Aktuell ist die Stadt Kerpen von der Bezirksregierung Köln informiert worden, dass die Plangenehmigung dem Landtagswirtschaftsausschuss erst für seine Sitzung am 08.06.2011 zugeleitet werden soll. Die Sondersitzung des Braunkohlenausschusses ist erst auf den 27.06.2011 terminiert.

Diese ständigen Verzögerungen und Verschiebungen wichtiger Entscheidungen können wir nicht hinnehmen.

Sie sind für die Bürgerinnen und Bürger, die von der Umsiedlung betroffen sind, absolut nicht nachvollziehbar.

Vorbemerkungen der Landesregierung Innerhalb des Braunkohlentagebaus Hambach liegt die Ortschaft Manheim, deren bergbauliche Inanspruchnahme im Jahre 2022 erfolgt. Für die Umsiedlung der ca. 1.800 Einwohner hat der Braunkohlenausschuss am 20. Dezember 2010 einstimmig den Braunkohlenplan Umsiedlung Manheim aufgestellt. Der Braunkohlenplan wurde mit Bericht vom 23. Dezember 2010 (eingegangen am 30. Dezember 2010) von der Bezirksregierung Köln mit umfangreichen Unterlagen (6 Aktenordner) zur Genehmigung vorgelegt.

Gemäß § 29 Abs. 1 Landesplanungsgesetz bedürfen Braunkohlenpläne der Genehmigung der Landesplanungsbehörde im Einvernehmen mit den fachlich zuständigen Landesministerien. Daher wurde unmittelbar am 4. Januar 2011 der Braunkohlenplan den Landesministerien und dem Bundesministerium für Verkehr, Bau- und Wohnungswesen zur Stellungnahme zugeleitet.

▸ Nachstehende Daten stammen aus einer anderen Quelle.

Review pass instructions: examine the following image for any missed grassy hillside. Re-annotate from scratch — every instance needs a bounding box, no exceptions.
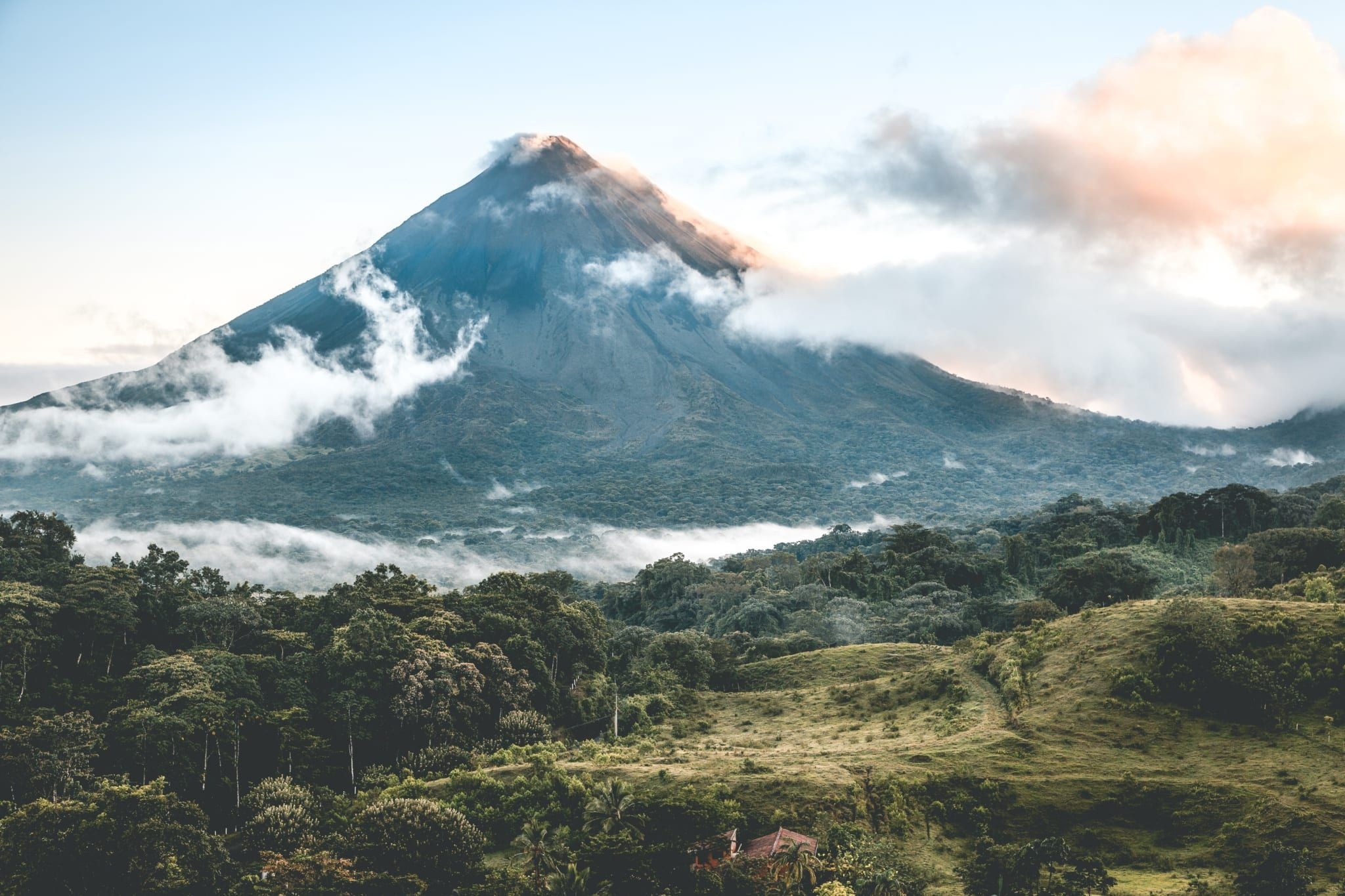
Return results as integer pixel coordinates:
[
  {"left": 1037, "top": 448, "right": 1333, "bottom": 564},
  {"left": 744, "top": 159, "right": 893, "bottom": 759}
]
[{"left": 519, "top": 598, "right": 1345, "bottom": 895}]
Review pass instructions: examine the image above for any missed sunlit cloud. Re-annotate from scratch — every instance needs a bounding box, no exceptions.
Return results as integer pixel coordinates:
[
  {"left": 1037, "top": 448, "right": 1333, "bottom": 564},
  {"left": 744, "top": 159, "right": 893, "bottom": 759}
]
[{"left": 0, "top": 255, "right": 485, "bottom": 465}]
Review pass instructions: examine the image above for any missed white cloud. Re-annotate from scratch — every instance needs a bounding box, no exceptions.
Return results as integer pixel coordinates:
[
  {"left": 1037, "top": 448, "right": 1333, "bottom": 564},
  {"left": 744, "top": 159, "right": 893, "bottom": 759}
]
[
  {"left": 1263, "top": 447, "right": 1321, "bottom": 466},
  {"left": 485, "top": 480, "right": 542, "bottom": 501},
  {"left": 584, "top": 244, "right": 745, "bottom": 307},
  {"left": 0, "top": 255, "right": 485, "bottom": 463},
  {"left": 1181, "top": 442, "right": 1237, "bottom": 459},
  {"left": 847, "top": 470, "right": 906, "bottom": 489},
  {"left": 730, "top": 8, "right": 1345, "bottom": 426},
  {"left": 728, "top": 243, "right": 1345, "bottom": 426},
  {"left": 527, "top": 180, "right": 588, "bottom": 212},
  {"left": 78, "top": 517, "right": 839, "bottom": 591}
]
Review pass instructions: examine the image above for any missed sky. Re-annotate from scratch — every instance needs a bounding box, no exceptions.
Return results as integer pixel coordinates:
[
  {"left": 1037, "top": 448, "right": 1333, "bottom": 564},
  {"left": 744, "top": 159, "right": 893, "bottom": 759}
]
[{"left": 0, "top": 0, "right": 1345, "bottom": 426}]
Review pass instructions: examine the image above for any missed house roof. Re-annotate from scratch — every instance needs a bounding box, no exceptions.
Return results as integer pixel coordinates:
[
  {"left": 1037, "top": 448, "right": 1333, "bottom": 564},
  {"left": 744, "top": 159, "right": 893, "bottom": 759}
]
[{"left": 738, "top": 828, "right": 818, "bottom": 859}]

1. Worin sind die wiederholten Verzögerungen der Vorlage der Plangenehmigung begründet?

3. Was entgegnet die Landesregierung nachvollziehbarem Unmut der Umsiedlerinnen und Umsiedler in Kerpen-Manheim, die dringend darauf warten, die Einschätzung der Größe ihrer Ersatzwesen zu beauftragen?

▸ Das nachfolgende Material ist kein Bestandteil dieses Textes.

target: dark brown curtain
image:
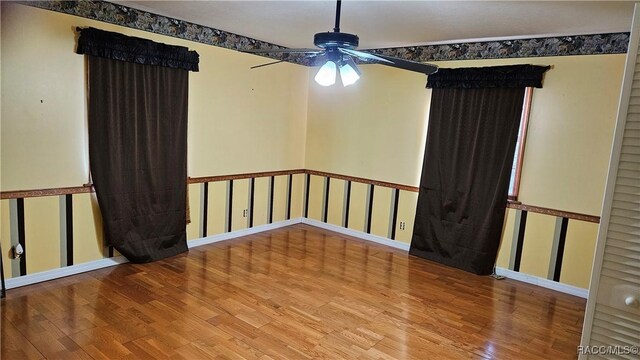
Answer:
[410,65,547,275]
[78,29,197,263]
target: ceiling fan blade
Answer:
[338,48,391,63]
[239,49,324,54]
[250,60,285,69]
[376,54,438,75]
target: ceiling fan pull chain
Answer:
[333,0,342,32]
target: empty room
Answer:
[0,0,640,360]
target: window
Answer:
[509,87,533,201]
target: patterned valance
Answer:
[76,27,199,71]
[427,65,550,89]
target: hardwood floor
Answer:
[1,225,585,360]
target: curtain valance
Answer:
[427,65,550,89]
[76,27,199,71]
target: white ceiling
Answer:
[115,0,634,49]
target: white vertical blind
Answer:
[582,5,640,359]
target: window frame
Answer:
[508,87,533,202]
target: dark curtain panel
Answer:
[78,29,197,263]
[410,66,547,275]
[88,56,189,263]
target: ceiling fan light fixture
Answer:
[340,59,362,86]
[314,60,337,86]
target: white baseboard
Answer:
[6,217,589,299]
[5,256,129,289]
[302,218,589,299]
[302,218,409,251]
[5,218,302,289]
[496,267,589,299]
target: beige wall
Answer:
[305,55,625,288]
[305,55,624,215]
[0,2,309,191]
[0,2,624,287]
[0,2,309,277]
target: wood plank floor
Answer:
[1,225,585,360]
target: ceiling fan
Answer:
[241,0,438,86]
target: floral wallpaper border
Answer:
[23,0,629,65]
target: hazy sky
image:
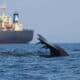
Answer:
[0,0,80,42]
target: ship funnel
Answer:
[13,13,19,23]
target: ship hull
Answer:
[0,30,33,43]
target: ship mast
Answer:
[0,0,7,15]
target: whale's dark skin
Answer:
[38,34,68,57]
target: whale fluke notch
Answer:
[38,34,68,57]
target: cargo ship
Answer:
[0,5,34,43]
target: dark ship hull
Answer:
[0,30,33,43]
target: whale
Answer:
[37,34,69,57]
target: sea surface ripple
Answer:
[0,43,80,80]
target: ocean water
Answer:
[0,43,80,80]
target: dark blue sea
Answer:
[0,43,80,80]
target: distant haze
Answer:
[0,0,80,43]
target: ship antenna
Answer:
[0,0,7,15]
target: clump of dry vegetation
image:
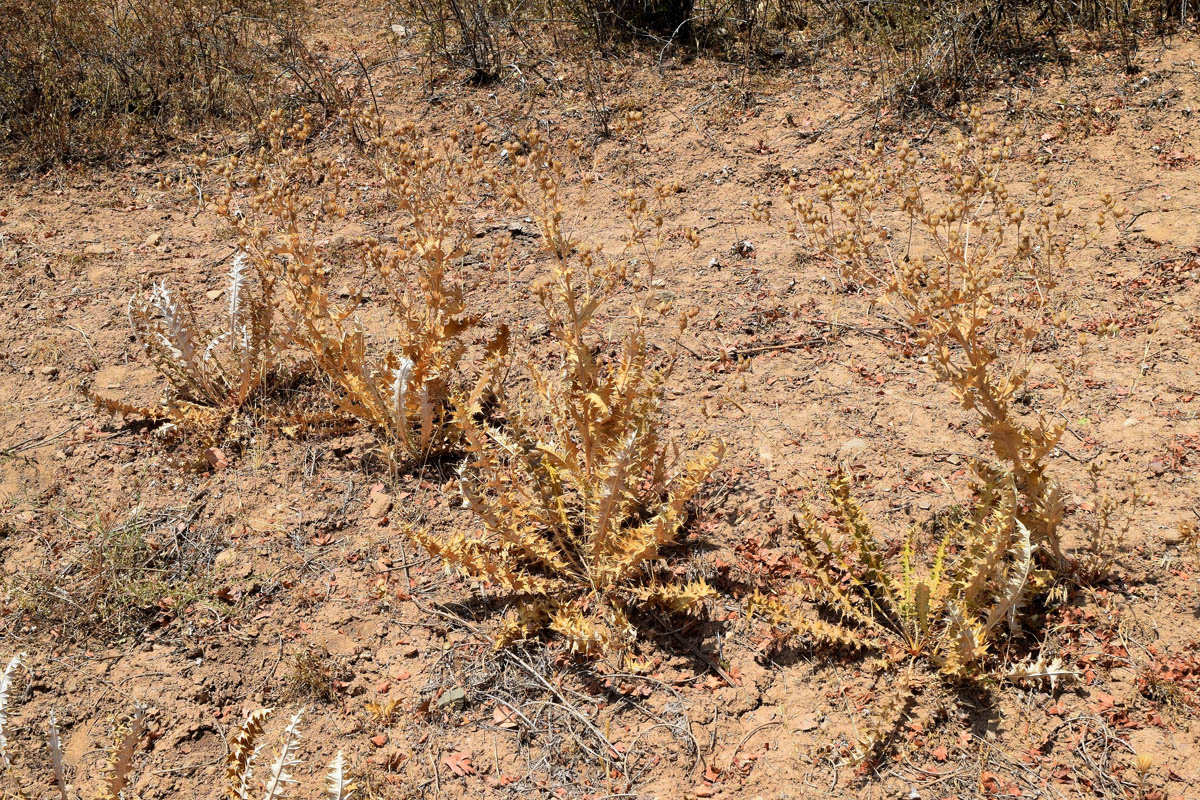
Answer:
[86,251,323,467]
[777,108,1122,576]
[0,0,307,166]
[392,0,1196,109]
[4,509,216,640]
[0,681,356,800]
[408,133,722,655]
[215,113,485,468]
[749,109,1137,759]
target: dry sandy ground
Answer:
[0,7,1200,800]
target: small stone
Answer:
[204,447,229,471]
[367,483,391,519]
[438,686,467,709]
[793,714,821,733]
[838,437,870,461]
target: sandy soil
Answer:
[0,4,1200,800]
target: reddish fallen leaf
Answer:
[492,705,517,729]
[442,750,475,777]
[204,447,229,471]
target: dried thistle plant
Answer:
[750,474,1051,681]
[746,474,1079,764]
[408,134,722,656]
[222,709,356,800]
[0,690,151,800]
[0,652,25,769]
[86,251,300,470]
[772,108,1122,575]
[216,106,485,467]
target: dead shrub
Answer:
[0,0,307,167]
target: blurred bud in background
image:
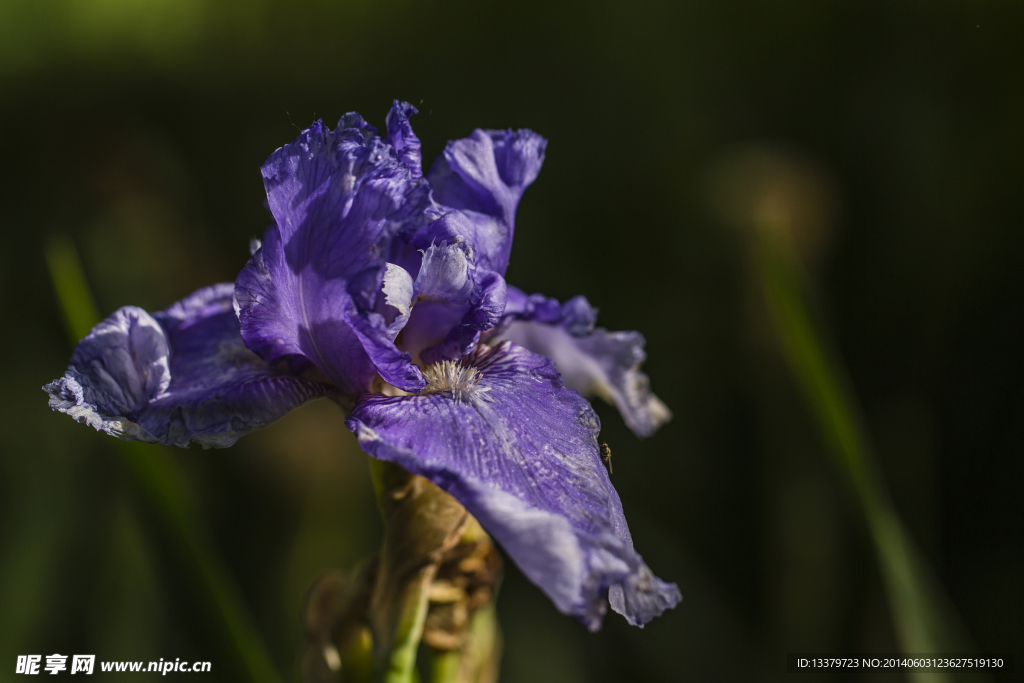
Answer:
[709,145,839,271]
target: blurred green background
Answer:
[0,0,1024,683]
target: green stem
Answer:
[46,236,281,683]
[370,458,469,683]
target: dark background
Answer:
[0,0,1024,683]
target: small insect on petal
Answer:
[601,443,611,474]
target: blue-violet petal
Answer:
[236,117,429,396]
[496,287,672,436]
[427,129,548,275]
[43,283,331,447]
[346,343,680,630]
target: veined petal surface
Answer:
[346,343,680,630]
[43,283,331,447]
[236,111,429,396]
[496,287,672,436]
[427,129,548,275]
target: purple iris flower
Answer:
[45,102,680,630]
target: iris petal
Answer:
[346,343,679,630]
[427,129,548,275]
[236,112,429,396]
[44,283,331,447]
[496,287,672,436]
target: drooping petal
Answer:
[346,343,680,630]
[496,287,672,436]
[236,114,429,396]
[43,283,331,447]
[428,129,548,275]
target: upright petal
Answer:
[346,343,679,630]
[43,283,331,447]
[236,115,429,395]
[387,99,423,178]
[496,287,672,436]
[428,129,548,275]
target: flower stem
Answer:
[370,458,470,683]
[430,602,502,683]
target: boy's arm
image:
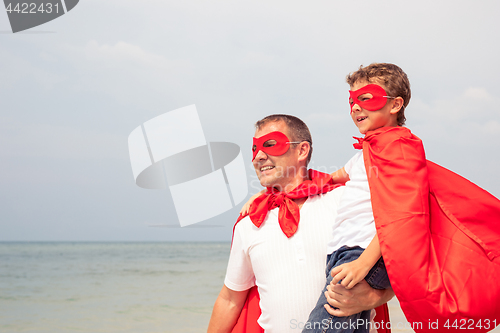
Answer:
[207,285,248,333]
[331,235,382,289]
[330,168,349,184]
[325,280,394,317]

Die Genehmigung der Braunkohlenpläne ist gemäß § 29 Abs. 1 Landesplanungsgesetz nur zu erteilen, wenn sie den im Landesentwicklungsprogramm und den in den Landesentwicklungsplänen festgelegten Erfordernissen der Raumordnung zur Sicherung einer langfristigen Energieversorgung entsprechen und die Erfordernisse der sozialen Belange der vom Braunkohlentagebau Betroffenen und des Umweltschutzes angemessen berücksichtigen. Dieser umfangreiche Prüfprozess unter Einbindung von Bundes- und Landesministerien ist abgeschlossen. Die Landesregierung legt gemäß § 29 Abs. 1 Landesplanungsgesetz den Genehmigungserlass dem für die Landesplanung zuständigen Ausschuss des Landtags für seine Sitzung am 8. Juni 2011 zur Benehmensherstellung vor. Unmittelbar danach wird die Bezirksregierung Köln den Genehmigungserlass erhalten und die Bekanntmachung im Gesetz- und Verordnungsblatt für das Land Nordrhein-Westfalen veranlasst. Mit der Bekanntmachung wird der Braunkohlenplan wirksam.

2. Wird der Zeitplan zur Umsiedlung von Kerpen-Manheim zum 01.04.2012 durch die Verzögerungen hinfällig?

Die Landesregierung liegen keine Hinweise vor, dass der Zeitplan für die Umsiedlung von Manheim nicht eingehalten werden kann.